For the first time, we’ve just spent more than a few minutes on the road in the new Volkswagen Scirocco. And you know what? It’s pretty good.
Okay, okay. “We drive ‘pretty good’ new Scirocco” is not going to make the cover of a magazine, but there you have it. Like most new products in life, it’s not brilliant, but it’s far from bad. And it is cleverly positioned.
I’ve just spent the day in a 2.0-litre, 197bhp, turbocharged version with a DSG twin-clutch gearbox. With a wider tracks and a lower, stiffer bodyshell than the Golf GTI, but riding on effectively the same platform. You’ll be unsurprised to learn that the Scirocco is a little better than Volkswagen’s hot hatchback.
That’s no bad thing in itself, but what’s better about it is that Volkswagen UK expects prices to start from £20,500: bang on Golf GTI money. For a long while the coupe market at this price has been a bit on the quiet side – we’d steer you the way of a Megane R26 instead. Possibly no longer.
Not because the Volkswagen Scirocco is a better drive - it’s not - but because, for £20,500, what you do get is a pretty stylish way to travel.
Our test car has been stared at a lot today, but that is no surprise because it is among the first in Europe and was finished in Kermit green. Nevertheless, to my eyes this is a pretty good looking car. Elegant, restrained, and it looks quite tasty on the road, too.
I didn’t think it would when the first pictures came out – white car in white studio. But the red version at the Geneva motor show looked better and, on the roads around Lisbon, it looks better still.
It's a shame the Scirocco's interior isn’t a bit more flamboyant, though.
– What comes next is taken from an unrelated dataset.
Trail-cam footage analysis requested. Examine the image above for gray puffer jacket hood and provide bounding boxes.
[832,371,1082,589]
The dashboard and centre console are taken straight from the Eos convertible, and their dullness contrasts markedly with the rather more expressive seat patterns, rear seat sculpting and door trims.
There's plenty of space in the front of the Scirocco, though there are no grab handles and, although rear seat space is tighter, it’s not so bad as you might expect. Volkswagen makes some big claims about the boot space but it’s all limited by the size of the opening, and that’s small.
Not sure I can find quite such a good driving position as in the Golf, but I’ll have another go in the UK in a right-hand-drive car. Generally, though, ergonomics are fine. Visibility is not great but the dials and minor switchgear are all sensibly laid out and quality feels fine.
The Scirocco's throttle response is good. This engine (not quite the same as a GTI’s apparently) only revs to 6500rpm, but there’s such strong turbocharged shove that you don’t need the final 500rpm; possibly not even the last 1000. Changing up early on full bore gives a nice pop from the exhaust, too, and the DSG ‘box is its usual excellent, if slightly detached, self.
The VW Scirocco has fine steering. It’s well weighted, linearly responsive and has just the right amount of self-centering. Shame about the flat bit on the wheel, though. And there’s not much feel.
Ride and handling? The test car was on regular springs and dampers, and we don’t try one fitted with electronic dampers – which will be standard in the UK – until tomorrow.
But on the regular settings, which we usually find preferable to adaptive ones anyway, the Scirocco has a nice enough blend of sport and comfort. It’s respectably agile, grips well and is adjustable to a point on the throttle. It’s more fun than a Golf GTI.
Sometimes there’s a little crash into the cabin – more so than in a Golf – and the feeling is that the Scirocco’s less dynamically polished than, say, a Renault Megane R26 or a Ford Focus ST.
That’s true of the Golf GTI, too, and that’s the clever bit. Until now, if you wanted a really good-to-drive £20k everyday car there wasn’t a coupe for you needs, so you’d buy a hot hatch – of which the Golf is the third best in its class.
The Scirocco has just found itself a small class of its own, and gone in straight at the top of it.